Saranno aperti 24 ore al giorno, tutta la settimana e avranno, a seconda del luogo, della densità abitativa, dai dieci ai trenta tra medici, infermieri, tecnici e segreteria per la telemedicina. Potranno essere formati da medici di una sola specialità o garantire figure professionali diverse: dai pediatri, ai ginecologi, dai chirurghi ai cardiologi. Saranno i sanitari a decidere liberamente con chi e come aggregarsi, se utilizzare i loro spazi oppure quelli messi a disposizione dalle Asl.
Serviranno ad alleggerire l’assedio ai Pronto Soccorso, e a guadagnarci saranno tutti i cittadini, che non dovranno più aspettare, come adesso, ore ed ore in corridoio prima di riuscire a vedere un medico, per sapere se, in piena notte, quel mal di pancia è un indigestione o l’appendicite.
Tutto questo dovrà essere realizzato a costo zero per lo Stato, ma non viene spiegato dove si attingeranno i fondi necessari. Alle singole regioni viene demandato la ‘possibilità’ di stabilire budget e di reperire fondi .

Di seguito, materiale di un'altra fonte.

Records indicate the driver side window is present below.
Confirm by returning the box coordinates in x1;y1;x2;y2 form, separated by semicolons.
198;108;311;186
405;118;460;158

É tutto in divenire,ancora, bisogna vedere i suggerimenti che arriveranno dalla discussione in parlamento, dalla conferenza stato regioni. Perché saranno le regioni a doverli mettere in pratica, a decidere come, dove, quando organizzare gli ambulatori. Saranno loro a dover trovare i fondi.
La nota dolente del progetto,quindi, è la mancanza di fondi che rischia di fare restare il tutto lettera morta. Non sono previsti finanziamenti, le Regioni, che dovrebbero mettere i soldi, visto che gestiscono la sanità, sono a secco. E’ difficile svolgere un’attività di 24 ore senza risorse aggiuntive, non esistono riforme a costo zero, sono sicuro che le regioni troveranno i soldi per fare meglio con meno, per vedere in funzione gli ambulatori a tempo pieno servirà tempo e denaro, ma porterà un miglioramento dei servizi veramente notevole.
In effetti, la riorganizzazione della medicina del territorio riflette una concezione moderna della sanità, e’ una rivoluzione già proposta dai sindacati dei medici. Si ritiene che la medicina, per mantenere adeguati livelli di efficienza, deve dividersi in medicina terapeutica, altamente specialistica e concentrata in ospedale (con medici che vi lavorano a tempo pieno), e medicina diagnostica, dislocata capillarmente sul territorio. Questo principio implica una rivalutazione globale della figura dei medici di medicina generale che oggi appaiono impegnati troppo poco nella diagnostica e nel rapporto con il paziente e troppo nell’organizzazione, lo smistamento dei malati ai vari specialisti e la prescrizione di farmaci. E’ ovvio che l’assistenza diagnostica da parte dei medici di famiglia implica un servizio 24 ore su 24 e una dotazione di apparecchiature, per elettrocardiogramma, ecografia, per citare solo alcuni esempi. Di conseguenza il medico di famiglia non può più avere il suo studio isolato e sempre troppo affollato nelle ore di apertura, ma deve associarsi con altri colleghi, per permettere la rotazione dei turni e la condivisione delle tecnologie. Spero che le Regioni comprendano a fondo il valore di questa rivoluzione che si prepara da anni e favoriscano la nascita degli studi medici associati, che peraltro già esistono come esperienze isolate, come strumento di rinnovamento del sistema sanitario regionale e di valorizzazione del ruolo del medico di famiglia, un elemento essenziale del servizio pubblico, oggi non adeguatamente riconosciuto.